Myth #2 – Sports, and especially travel and competitive-level sports, are an investment in a future scholarship or contract.
Myth #3 – Parents and coaches who want to develop high performers must focus on winning.
The reality is, according to O’Sullivan, “Since 1947, only twenty-three players who participated in the Little League World Series – the ultimate event for twelve-year-old baseball players – have also played in the major leagues.” So if you’re trading your kids’ free-time for more field time, think again. If you’re spending money on expensive coaches and athletic gear, stop. O’Sullivan claims, “The single greatest factor that affects performance can be developed absolutely free.” It’s a mindset.
According to O’Sullivan, “A high-performing mindset requires the absence, or at least a minimum, of the physical, emotional, and mental obstructions that many of our young athletes face:”
- The pressure to win
- The absence of enjoyment
- Excessive criticism and yelling
- Sports as work and not play
- Poor adult mentors
O’Sullivan argues there’s been a shift in paradigm in youth sports away from its most important purpose – “to develop character and core values based upon universally accepted social and ethical principles.” And O’Sullivan doesn’t believe it’s a coincidence that the current negative culture of youth sports coincides with the quick-fix mentality prevalent in American culture. He says, “We now expect instant solutions that get us in shape, help us lose weight, and make us feel better…We have become a society that lacks accountability for our current situation, and we feel entitled to quick and cost-effective remedies…We no longer realize that real solutions are only achieved through commitment, effort, and a process that starts from within.”

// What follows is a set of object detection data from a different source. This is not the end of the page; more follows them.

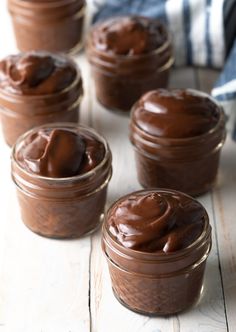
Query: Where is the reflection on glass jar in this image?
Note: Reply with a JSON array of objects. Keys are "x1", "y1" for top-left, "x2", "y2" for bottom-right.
[
  {"x1": 102, "y1": 189, "x2": 211, "y2": 315},
  {"x1": 12, "y1": 123, "x2": 112, "y2": 238},
  {"x1": 130, "y1": 89, "x2": 226, "y2": 195},
  {"x1": 0, "y1": 51, "x2": 83, "y2": 145},
  {"x1": 87, "y1": 16, "x2": 173, "y2": 112},
  {"x1": 8, "y1": 0, "x2": 86, "y2": 53}
]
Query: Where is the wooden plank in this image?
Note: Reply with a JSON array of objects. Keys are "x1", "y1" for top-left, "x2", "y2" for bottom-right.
[
  {"x1": 88, "y1": 65, "x2": 227, "y2": 332},
  {"x1": 0, "y1": 48, "x2": 91, "y2": 332}
]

We can all pretty much agree that youth sports look a lot different now than they did when we were growing up. While O’Sullivan explains, “Some parents tell him that when they were kids they played all the time and their kids can too,” O’Sullivan is quick to remind people, “We played for fun and not under the watch of our parents or adult supervisors each and every day.” That’s part of the reason I find the trend of parents staying to watch practices, in addition to games, troubling. Kids need time to experience the trial and error required to succeed in sports without an parenting ready to offer advice at all times.
Finally, in Changing the Game, O’Sullivan argues why it’s important parents stop chasing the scholarship myth. Sadly, “Only 3-5 percent of high school athletes even play in college, an even smaller number receive athletic financial aid,” reports O’Sullivan. “About one in one thousand high school athletes receives a (partial) college scholarship, and about one in thirteen thousand ever becomes a professional.” However, O’Sullivan is quick to note, “Between 30-50 percent of youth sports parents believe their child is good enough.”
As far as O’Sullivan is concerned, “The people responsible for this [trend in youth sports], and the only ones who can change it, are the adults.” So if you’re interested in giving youth sport back to your kids, then get Changing the Game – my new must-read parenting title – and check out this title for information on seven actionable principles for raising happy, high-performing athletes.